Fiyat her zamankinden daha önemli
Ankete katılan tüm ülkelerde karar verme sürecinde maliyet ve kalitenin dengelenmesi ön planda yer almaktadır. Giyim söz konusu olduğunda fiyat duyarlılığı özellikle İtalya'da (%76) belirginken, paranın karşılığı artık tüm Avrupalı tüketicilerin %56'sı için temel bir kriterdir. Genel olarak, 2023'te %52 olan giyim kalitesi 2025'te %55'e yükselerek Avrupa genelinde önem kazanmaktadır.
Bakım talimatları önemlidir
Tüketiciler giysilerinin üzerindeki etiketleri okumakta ve talimatların açık olmasını beklemektedir; Avrupalıların %82'si bakım talimatlarının etiketin önemli bir parçası olduğunu düşünmektedir. Tekstil bileşimi de Avrupalıların %76'sının özel ilgi alanına giriyor ve bu da satın alma kararında şeffaflığın artan önemini gösteriyor. Tüketicilerin %63'ü için çevre dostu temizlik talimatları da kilit önem taşıyor.
Bütçe kaygıları çamaşır yıkama alışkanlıklarını etkiliyor
Yıkama, kurutma ve ütüleme alışkanlıkları daha geniş ekonomik bağlamın etkisini göstermektedir; katılımcıların %86'sı öncelikle ekonomik nedenlerle, ardından da çevresel nedenlerle önerilen deterjan dozajlarını aşmamaya dikkat ettiklerini belirtmiştir.
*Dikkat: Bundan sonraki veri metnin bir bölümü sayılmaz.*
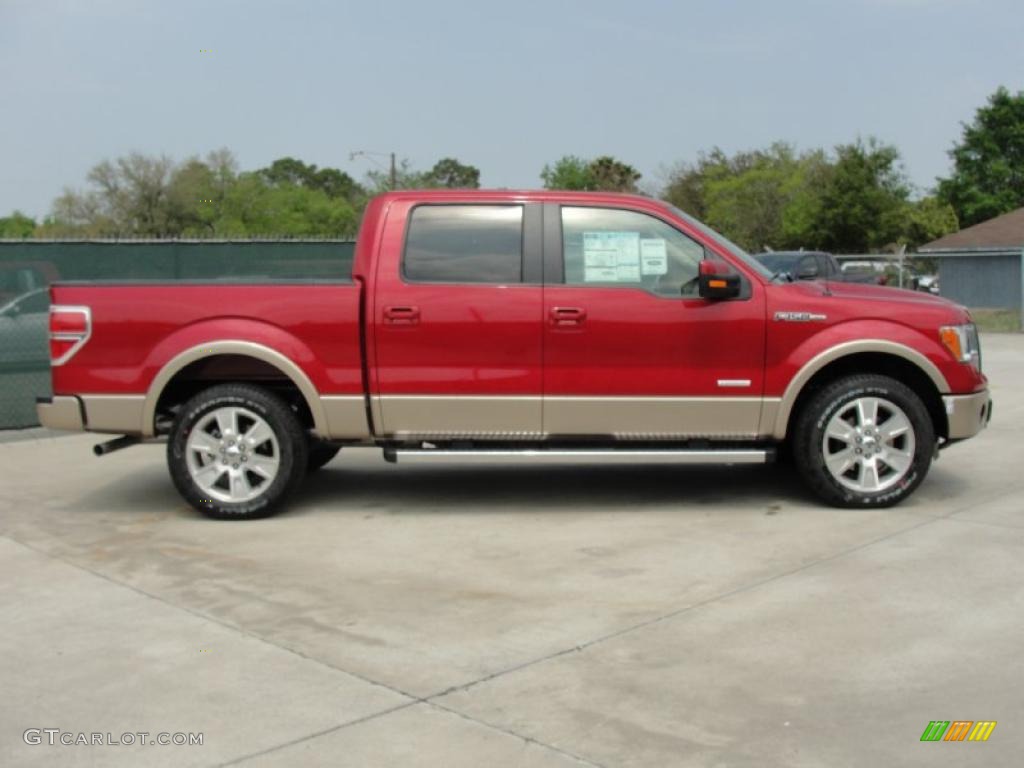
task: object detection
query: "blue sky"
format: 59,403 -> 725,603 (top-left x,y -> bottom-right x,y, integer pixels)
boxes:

Benzer şekilde, düşük sıcaklıkta yıkama çoğu katılımcı (%84) için tercih edilen ayardır ve bunun başlıca nedeni paradan tasarruf etmek (%55) veya ekolojik etkilerini azaltmaktır (%29). Son olarak, ister enerji faturalarını düşürmek ister sürdürülebilirliklerini iyileştirmek için olsun, Avrupalıların çoğu çamaşırlarını kuruması için asmayı tercih ediyor.